A Dim Fictional Climate Future Turns Non-Fiction: The Flooding of Los Angeles - NYT

Hey, all you anti-abortionists and climate deniers --- if unborn fetuses are protected how about protecting future fetuses over the next hundreds of years?
I'm a big fan of Kim Stanley Robinson sci-fi. The Mars trilogy, as in most of his books, deals with things that are theoretically possible based on understood science. They are long books and at times suffer from over information.
I am currently reading the latest, the very scary Ministry For the Future.   

The book follows an international organization named the Ministry for the Future in its mission to act as an advocate for the world's future generations of citizens as if their rights were as valid as the present generation's.

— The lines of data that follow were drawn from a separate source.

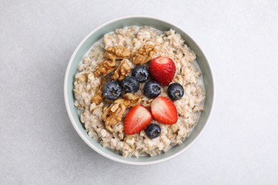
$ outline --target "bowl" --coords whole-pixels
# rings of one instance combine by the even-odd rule
[[[169,30],[170,28],[175,30],[176,33],[180,34],[185,41],[185,43],[196,53],[197,61],[202,70],[204,79],[206,92],[205,111],[202,112],[198,123],[182,144],[175,146],[169,149],[166,153],[163,153],[155,157],[124,157],[108,148],[103,147],[101,144],[88,135],[86,129],[79,120],[78,110],[73,105],[74,95],[73,90],[74,76],[84,55],[93,44],[101,39],[105,33],[111,32],[116,28],[133,25],[150,26],[163,31]],[[118,162],[133,165],[148,165],[165,162],[180,155],[188,149],[200,137],[204,132],[212,112],[215,100],[215,83],[212,72],[207,57],[197,42],[185,31],[177,26],[160,18],[145,16],[130,16],[114,19],[98,26],[92,31],[77,46],[66,69],[64,80],[64,97],[66,110],[73,127],[90,147],[103,157]]]

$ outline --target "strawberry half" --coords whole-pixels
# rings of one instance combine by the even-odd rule
[[[177,121],[177,109],[174,103],[165,97],[158,97],[150,105],[153,117],[158,122],[172,125]]]
[[[170,58],[159,56],[153,58],[150,63],[151,78],[163,86],[172,82],[175,73],[175,65]]]
[[[137,105],[128,113],[125,120],[125,132],[132,135],[144,130],[152,120],[150,111],[142,105]]]

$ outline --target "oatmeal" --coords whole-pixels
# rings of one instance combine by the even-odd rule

Beginning in 2025...
 Yesterday I came to a section about a massive rainstorm in California that totally flooded the entire Los Angeles basin and the description of how it happened is echoed by a major story in today's NY Times where fact echoes fiction - the chances of this happening now stand at 1 in 50. Another degree rise and it becomes 1 in 30. 

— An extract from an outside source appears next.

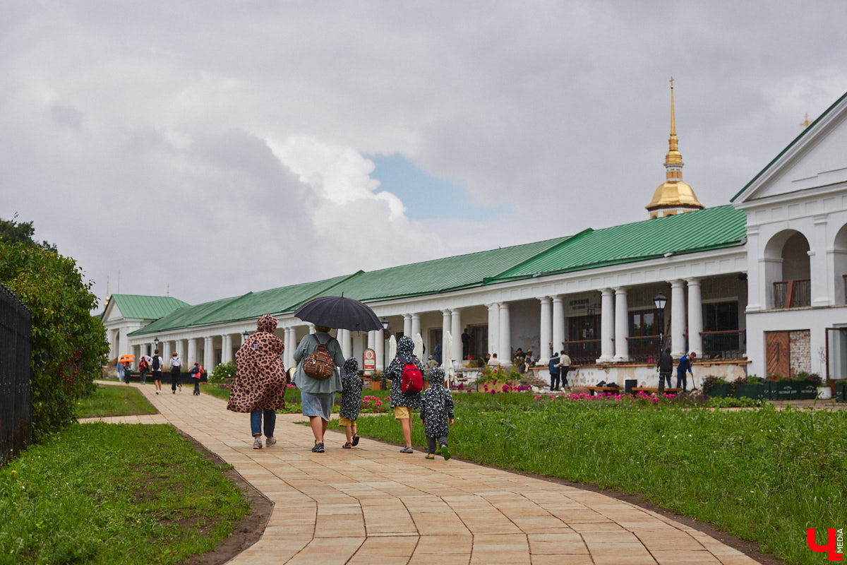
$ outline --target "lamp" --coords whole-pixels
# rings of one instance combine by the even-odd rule
[[[381,320],[379,320],[379,322],[382,323],[382,341],[383,341],[383,344],[382,344],[382,388],[383,388],[383,390],[385,390],[385,369],[388,368],[388,367],[385,367],[385,341],[386,340],[385,334],[388,333],[388,319],[387,318],[383,318]]]

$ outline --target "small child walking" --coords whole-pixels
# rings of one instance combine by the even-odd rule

In this context, the new climate bill looks pitiful especially when you delve into the details -- which I will do later or tomorrow.

Here is the frightening NY Times piece and of course the right wing will say the science there is made up.
Even the West Coast woke are not woke enough:
Such perils had lurked at Oroville for so long because California’s Department of Water Resources had been “overconfident and complacent” about its infrastructure, tending to react to problems rather than pre-empt them, independent investigators later wrote in a report. It is not clear this culture is changing, even as the 21st-century climate threatens to test the state’s aging dams in new ways. One recent study estimated that climate change had boosted precipitation from the 2017 storms at Oroville by up to 15 percent. 


Yet California officials have downplayed these concerns about the capacity of Oroville’s emergency spillway, which were raised by the Federal Energy Regulatory Commission. Such extreme flows are a “remote” possibility, they argued in a letter last year. Therefore, further upgrades at Oroville aren’t urgently needed.

In a curt reply last month, the commission said this position was “not acceptable.” It gave the state until mid-September to submit a plan for addressing the issue.

His findings, from 1982, showed that major floods hadn’t been exceptionally rare occurrences over the past eight centuries. They took place every 100 to 200 years. And in the decades since, advancements in modeling have helped scientists evaluate how quickly the risks are rising because of climate change.

For their new study, which was published in the journal Science Advances, Dr. Huang and Dr. Swain replayed portions of the 20th and 21st centuries using 40 simulations of the global climate. Extreme weather events, by definition, don’t occur very often. So by using computer models to create realistic alternate histories of the past, present and future climate, scientists can study a longer record of events than the real world offers.

Dr. Swain and Dr. Huang looked at all the monthlong California storms that took place during two time segments in the simulations, one in the recent past and the other in a future with high global warming, and chose one of the most intense events from each period. They then used a weather model to produce detailed play-by-plays of where and when the storms dump their water.

Those details matter. There are “so many different factors” that make an atmospheric river deadly or benign, Dr. Huang said. 

In the high Sierras, for example, atmospheric rivers today largely bring snow. But higher temperatures are shifting the balance toward rain. Some of this rain can fall on snowpack that accumulated earlier, melting it and sending even more water toward towns and cities below.